The good: Branham was 4-for-7 on two-pointers and hit a couple notable buckets when it appeared as if the game was slipping away from the Spurs. His playmaking and passing were also plusses; he finished with five assists and no turnovers in 28 minutes. The bad: Branham’s lack of footspeed on the perimeter was a glaring liability on defense. Offensively, he missed all three of his three-pointers and was bothered more than usual by aggressive defenders.
McDermott did what he’s supposed to do. He knocked down a three-pointer, moved well without the ball and his gravity helped create shots for others. Defensively, McDermott was getting blown by right and left … but that was the case for most of his teammates.

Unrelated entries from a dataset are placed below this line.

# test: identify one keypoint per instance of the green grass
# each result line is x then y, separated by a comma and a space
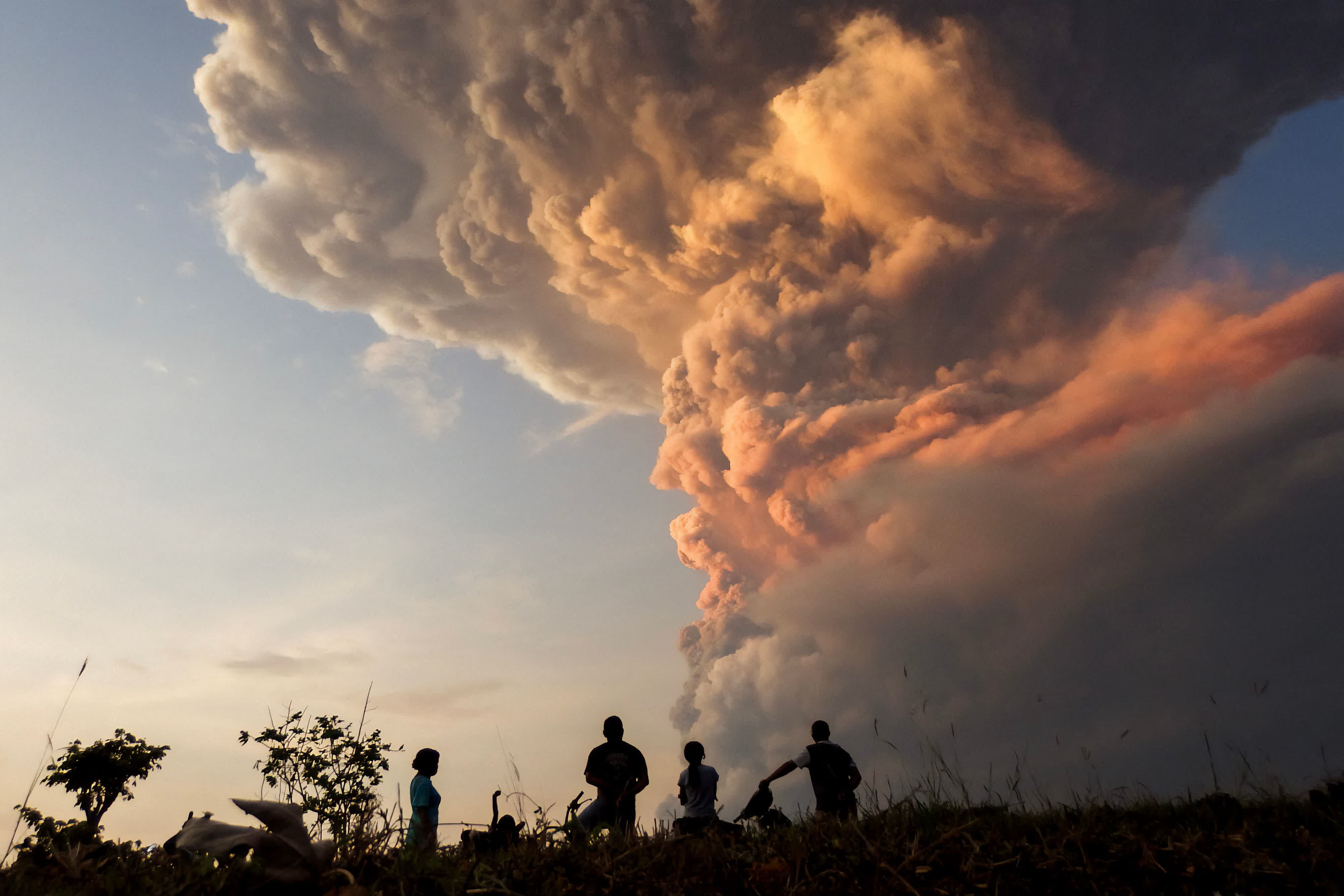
1269, 844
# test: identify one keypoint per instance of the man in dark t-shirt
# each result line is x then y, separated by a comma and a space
619, 772
835, 776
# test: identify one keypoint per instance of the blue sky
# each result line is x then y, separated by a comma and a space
199, 483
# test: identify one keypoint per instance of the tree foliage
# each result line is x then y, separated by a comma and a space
326, 766
97, 776
104, 772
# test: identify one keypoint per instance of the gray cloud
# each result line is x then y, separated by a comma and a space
890, 265
455, 702
273, 663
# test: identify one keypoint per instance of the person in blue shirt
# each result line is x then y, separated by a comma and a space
424, 828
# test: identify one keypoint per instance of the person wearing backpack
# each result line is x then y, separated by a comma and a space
835, 776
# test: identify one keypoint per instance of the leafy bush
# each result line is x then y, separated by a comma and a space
97, 776
326, 766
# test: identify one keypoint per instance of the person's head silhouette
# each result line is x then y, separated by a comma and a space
426, 762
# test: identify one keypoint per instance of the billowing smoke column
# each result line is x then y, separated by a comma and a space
893, 265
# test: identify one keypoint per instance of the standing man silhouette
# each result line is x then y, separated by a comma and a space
619, 773
834, 774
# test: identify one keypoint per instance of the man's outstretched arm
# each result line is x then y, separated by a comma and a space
780, 773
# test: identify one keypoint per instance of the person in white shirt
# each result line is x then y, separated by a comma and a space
698, 789
835, 776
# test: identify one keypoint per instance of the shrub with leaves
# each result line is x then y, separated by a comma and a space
97, 776
326, 766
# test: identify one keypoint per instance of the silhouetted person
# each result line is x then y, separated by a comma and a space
698, 789
619, 772
834, 774
503, 832
424, 828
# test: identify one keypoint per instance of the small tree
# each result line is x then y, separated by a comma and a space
97, 776
103, 772
326, 766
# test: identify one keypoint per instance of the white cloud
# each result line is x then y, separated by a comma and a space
404, 369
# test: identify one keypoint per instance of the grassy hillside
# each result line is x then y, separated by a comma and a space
1217, 844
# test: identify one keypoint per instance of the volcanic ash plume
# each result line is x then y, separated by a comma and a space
951, 445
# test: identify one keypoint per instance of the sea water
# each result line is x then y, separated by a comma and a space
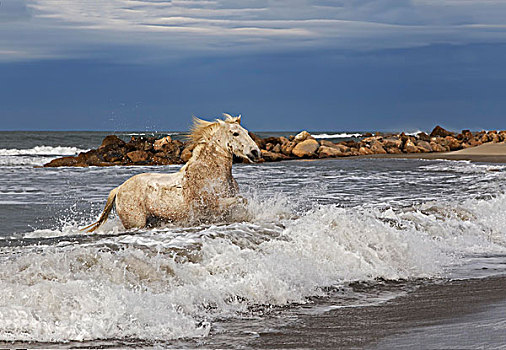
311, 230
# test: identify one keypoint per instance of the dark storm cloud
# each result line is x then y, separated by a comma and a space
189, 27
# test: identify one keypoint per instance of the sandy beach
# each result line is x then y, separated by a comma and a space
489, 153
396, 323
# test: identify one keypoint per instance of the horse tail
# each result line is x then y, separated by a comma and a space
105, 214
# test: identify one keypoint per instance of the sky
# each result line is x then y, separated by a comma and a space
342, 65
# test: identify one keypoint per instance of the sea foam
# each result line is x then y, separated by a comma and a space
174, 282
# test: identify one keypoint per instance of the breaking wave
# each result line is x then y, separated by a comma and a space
336, 136
37, 155
175, 282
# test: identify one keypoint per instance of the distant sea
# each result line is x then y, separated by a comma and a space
325, 242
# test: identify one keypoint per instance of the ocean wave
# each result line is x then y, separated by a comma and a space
413, 133
36, 156
173, 282
41, 151
336, 136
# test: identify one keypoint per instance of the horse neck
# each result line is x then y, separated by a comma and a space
212, 157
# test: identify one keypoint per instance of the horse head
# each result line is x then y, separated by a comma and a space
237, 139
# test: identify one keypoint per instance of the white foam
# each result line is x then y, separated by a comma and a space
170, 283
36, 156
336, 136
41, 151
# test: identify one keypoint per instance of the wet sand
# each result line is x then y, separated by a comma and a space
489, 152
433, 305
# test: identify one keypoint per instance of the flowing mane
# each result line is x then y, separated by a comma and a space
202, 190
202, 129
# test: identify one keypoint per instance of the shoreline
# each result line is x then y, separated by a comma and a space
435, 304
425, 317
440, 144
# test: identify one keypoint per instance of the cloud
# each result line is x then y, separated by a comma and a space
69, 28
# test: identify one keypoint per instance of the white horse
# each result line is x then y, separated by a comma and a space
202, 190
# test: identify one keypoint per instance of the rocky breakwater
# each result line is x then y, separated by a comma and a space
138, 151
152, 151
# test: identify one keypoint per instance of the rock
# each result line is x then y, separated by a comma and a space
160, 143
423, 136
272, 157
306, 148
485, 138
474, 142
410, 147
371, 139
436, 147
273, 140
287, 148
114, 155
64, 161
424, 146
258, 140
302, 136
343, 148
439, 131
139, 144
453, 143
494, 137
186, 154
377, 148
138, 156
392, 142
90, 158
329, 152
112, 141
327, 143
393, 150
364, 151
283, 140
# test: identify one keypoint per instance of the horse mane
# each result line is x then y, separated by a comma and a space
203, 129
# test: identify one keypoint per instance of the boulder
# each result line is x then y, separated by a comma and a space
306, 148
159, 144
343, 148
138, 156
436, 147
392, 142
439, 131
186, 154
423, 136
287, 148
64, 161
393, 150
474, 142
327, 143
272, 157
329, 152
364, 151
302, 136
377, 148
453, 143
424, 146
92, 157
485, 138
258, 140
410, 147
112, 141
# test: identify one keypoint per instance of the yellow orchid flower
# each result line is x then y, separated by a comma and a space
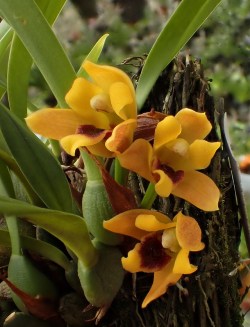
102, 115
163, 248
171, 163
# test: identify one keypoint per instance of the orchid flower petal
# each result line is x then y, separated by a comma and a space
53, 123
162, 280
122, 136
164, 184
153, 222
104, 76
122, 100
201, 153
124, 223
194, 125
72, 142
79, 99
133, 262
166, 130
188, 233
138, 158
198, 189
182, 264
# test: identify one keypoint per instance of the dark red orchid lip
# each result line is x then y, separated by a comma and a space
175, 176
153, 255
92, 131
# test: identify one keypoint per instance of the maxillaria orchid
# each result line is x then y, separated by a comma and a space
178, 151
163, 248
102, 115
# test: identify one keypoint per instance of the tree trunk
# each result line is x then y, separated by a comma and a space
209, 296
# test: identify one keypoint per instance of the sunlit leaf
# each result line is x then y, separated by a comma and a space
69, 228
42, 44
20, 63
36, 162
94, 54
42, 248
181, 26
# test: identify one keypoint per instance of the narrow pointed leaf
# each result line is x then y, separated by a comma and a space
20, 63
94, 54
70, 229
184, 22
42, 248
40, 41
38, 165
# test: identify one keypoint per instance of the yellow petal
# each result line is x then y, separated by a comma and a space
194, 125
182, 264
201, 153
133, 261
122, 100
124, 223
138, 158
79, 99
100, 149
153, 222
164, 184
198, 189
166, 130
181, 156
104, 76
54, 123
122, 136
72, 142
188, 233
162, 280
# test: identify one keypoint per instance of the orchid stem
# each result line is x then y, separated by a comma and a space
92, 170
120, 173
149, 197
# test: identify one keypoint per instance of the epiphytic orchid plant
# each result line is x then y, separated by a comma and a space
96, 122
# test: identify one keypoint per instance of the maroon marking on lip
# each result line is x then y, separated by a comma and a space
153, 255
92, 131
175, 176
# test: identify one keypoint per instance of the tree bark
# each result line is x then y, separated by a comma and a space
210, 296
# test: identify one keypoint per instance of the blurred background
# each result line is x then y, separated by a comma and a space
222, 44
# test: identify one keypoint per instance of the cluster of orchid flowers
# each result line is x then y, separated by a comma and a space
165, 150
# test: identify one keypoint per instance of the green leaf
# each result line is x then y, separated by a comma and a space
42, 44
5, 37
69, 228
42, 248
94, 54
20, 63
40, 168
184, 22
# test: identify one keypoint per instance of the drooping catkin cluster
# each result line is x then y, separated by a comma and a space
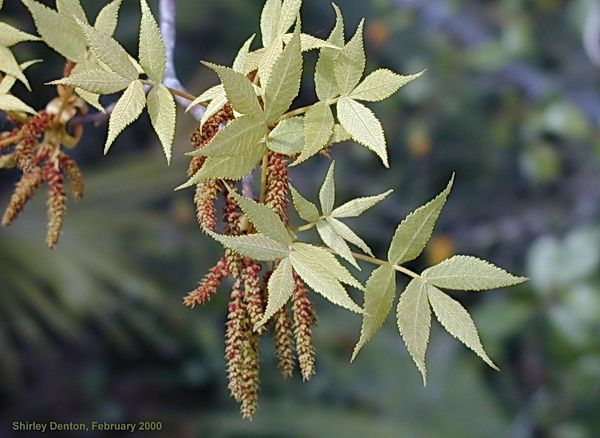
42, 162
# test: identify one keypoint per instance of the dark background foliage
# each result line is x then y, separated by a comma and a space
95, 330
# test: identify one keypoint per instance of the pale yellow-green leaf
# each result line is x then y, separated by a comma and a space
9, 36
470, 274
269, 21
280, 289
10, 66
236, 138
414, 322
284, 83
325, 81
265, 61
108, 17
379, 297
212, 93
287, 137
289, 11
329, 263
327, 192
126, 111
350, 64
228, 167
12, 103
358, 206
153, 55
309, 42
238, 89
334, 241
318, 278
264, 219
306, 209
347, 234
318, 127
58, 32
457, 321
381, 84
363, 126
339, 135
110, 52
414, 232
254, 246
96, 80
240, 60
163, 116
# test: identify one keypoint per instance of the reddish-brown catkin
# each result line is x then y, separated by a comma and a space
304, 319
278, 187
208, 286
57, 202
24, 190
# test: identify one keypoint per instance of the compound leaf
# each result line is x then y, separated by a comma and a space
363, 126
414, 322
163, 115
126, 111
414, 232
380, 85
153, 55
457, 321
469, 274
280, 289
379, 297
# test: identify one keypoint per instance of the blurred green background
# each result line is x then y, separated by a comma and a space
95, 330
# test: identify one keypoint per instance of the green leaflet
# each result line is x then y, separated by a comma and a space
358, 206
163, 115
328, 261
254, 246
240, 60
457, 321
231, 167
10, 66
67, 41
318, 127
363, 126
309, 42
287, 137
110, 52
95, 80
381, 84
269, 21
322, 281
11, 103
238, 88
414, 232
284, 83
306, 209
347, 234
335, 242
237, 137
325, 82
153, 55
350, 64
9, 36
107, 18
264, 219
126, 111
414, 322
289, 11
280, 288
327, 192
379, 297
469, 274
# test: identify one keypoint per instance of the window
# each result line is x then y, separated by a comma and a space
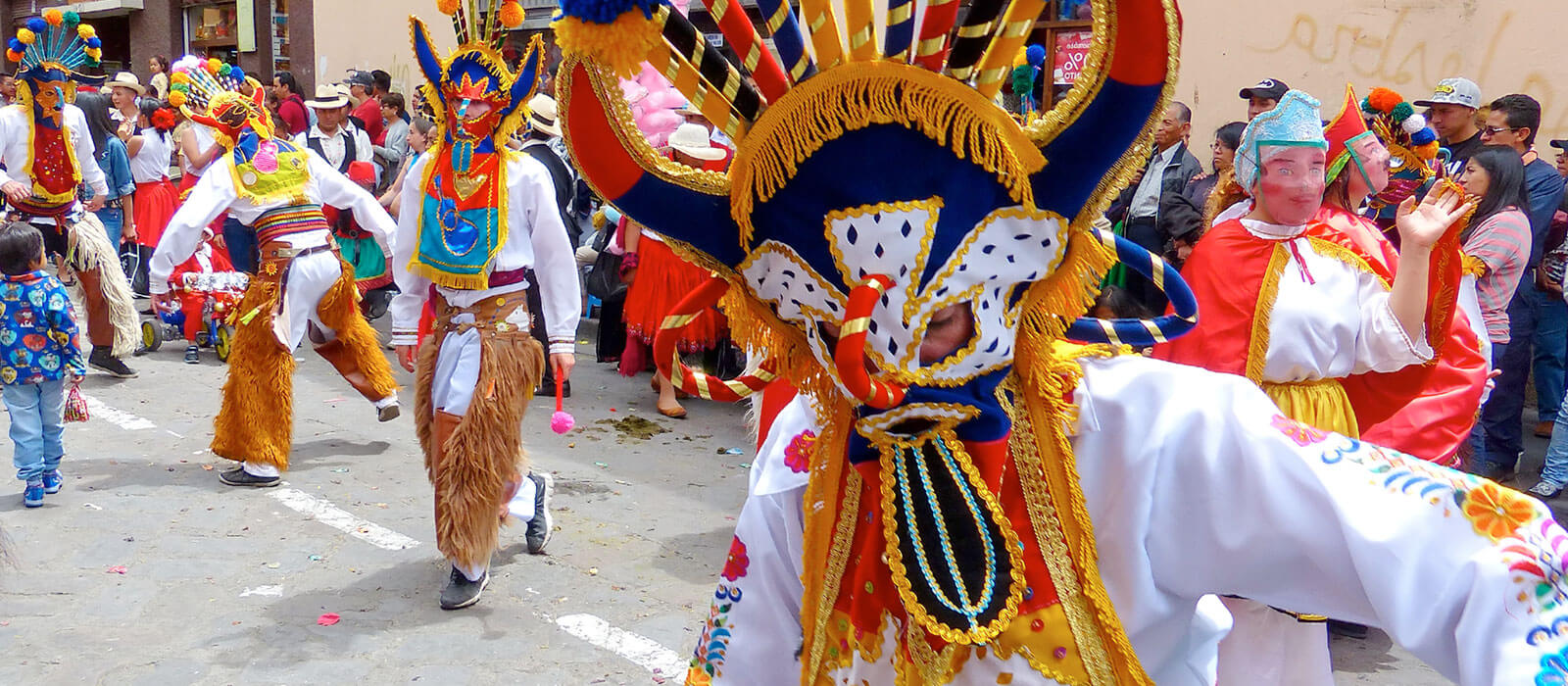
1063, 28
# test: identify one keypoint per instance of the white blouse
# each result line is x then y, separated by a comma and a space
1231, 499
153, 162
1330, 319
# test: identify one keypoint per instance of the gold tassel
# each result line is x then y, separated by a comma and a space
835, 102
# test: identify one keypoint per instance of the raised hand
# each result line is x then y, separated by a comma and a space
1421, 225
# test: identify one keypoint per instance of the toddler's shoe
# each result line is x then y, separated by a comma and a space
33, 495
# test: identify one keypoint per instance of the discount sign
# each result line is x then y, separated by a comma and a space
1071, 52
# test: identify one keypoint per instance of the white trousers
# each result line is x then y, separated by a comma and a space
452, 392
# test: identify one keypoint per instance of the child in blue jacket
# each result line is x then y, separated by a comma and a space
38, 358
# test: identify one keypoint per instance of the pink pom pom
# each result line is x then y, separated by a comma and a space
562, 421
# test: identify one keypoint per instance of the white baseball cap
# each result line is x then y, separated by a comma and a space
1454, 91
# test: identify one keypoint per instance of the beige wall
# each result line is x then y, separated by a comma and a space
365, 34
1403, 44
1314, 46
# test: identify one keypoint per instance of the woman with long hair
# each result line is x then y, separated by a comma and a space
159, 81
151, 151
112, 157
1497, 240
1223, 148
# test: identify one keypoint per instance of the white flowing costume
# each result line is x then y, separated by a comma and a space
537, 240
1230, 500
310, 276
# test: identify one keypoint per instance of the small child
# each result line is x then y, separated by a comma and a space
38, 342
206, 276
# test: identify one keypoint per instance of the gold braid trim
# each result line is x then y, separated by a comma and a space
835, 102
1050, 377
1474, 267
1258, 346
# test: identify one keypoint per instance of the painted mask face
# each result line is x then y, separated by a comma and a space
49, 101
1291, 186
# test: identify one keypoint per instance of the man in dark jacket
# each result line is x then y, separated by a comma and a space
1537, 318
1139, 206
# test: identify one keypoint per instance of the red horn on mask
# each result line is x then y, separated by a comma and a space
849, 356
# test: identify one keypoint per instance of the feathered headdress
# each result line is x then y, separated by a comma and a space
208, 91
52, 49
1411, 146
477, 71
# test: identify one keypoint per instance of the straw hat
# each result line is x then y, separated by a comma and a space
694, 140
328, 97
127, 80
545, 115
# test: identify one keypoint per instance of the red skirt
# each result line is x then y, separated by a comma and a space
156, 202
662, 280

In the first half, Osman was pretty darn bad. His decisions offensively were wonky and his defense wasn’t good. To his credit, Osman played better in the second half. He made quicker, better decisions on offense and stuck to the gameplan better on defense.
Mamukelashvili was a bright spot for the Spurs. In his first real minutes of the season, his hustle and relentless movement paid immediate dividends. Defensively, he was all over the court and was disrupting the proceedings from a variety of angles. Offensively, his electricity seemed to jolt his teammates. A combination of vivacity and confidence made the offense flow better. I think it’s safe to say Mamukelashvili played well enough to earn another test drive in the rotation.
In an interesting move, Wesley got four minutes at the backup point guard position. He didn’t do much on either end during his time on the court. We’ll see if Pop keeps giving Wesley minutes while Tre Jones remains sidelined.
Bassey got a couple minutes before Pop looked elsewhere to get a better perimeter defender on the court.
I don’t think Pop could have done a lot more than he did. I liked the rotation’s new wrinkles, particularly giving Mamukelashvili a chance. Wembanyama got his touches, which hasn’t always been the case this season. The bottom line is the Spurs were in it in the fourth quarter against a playoff team playing at a high level without the services of Devin Vassell and Tre Jones.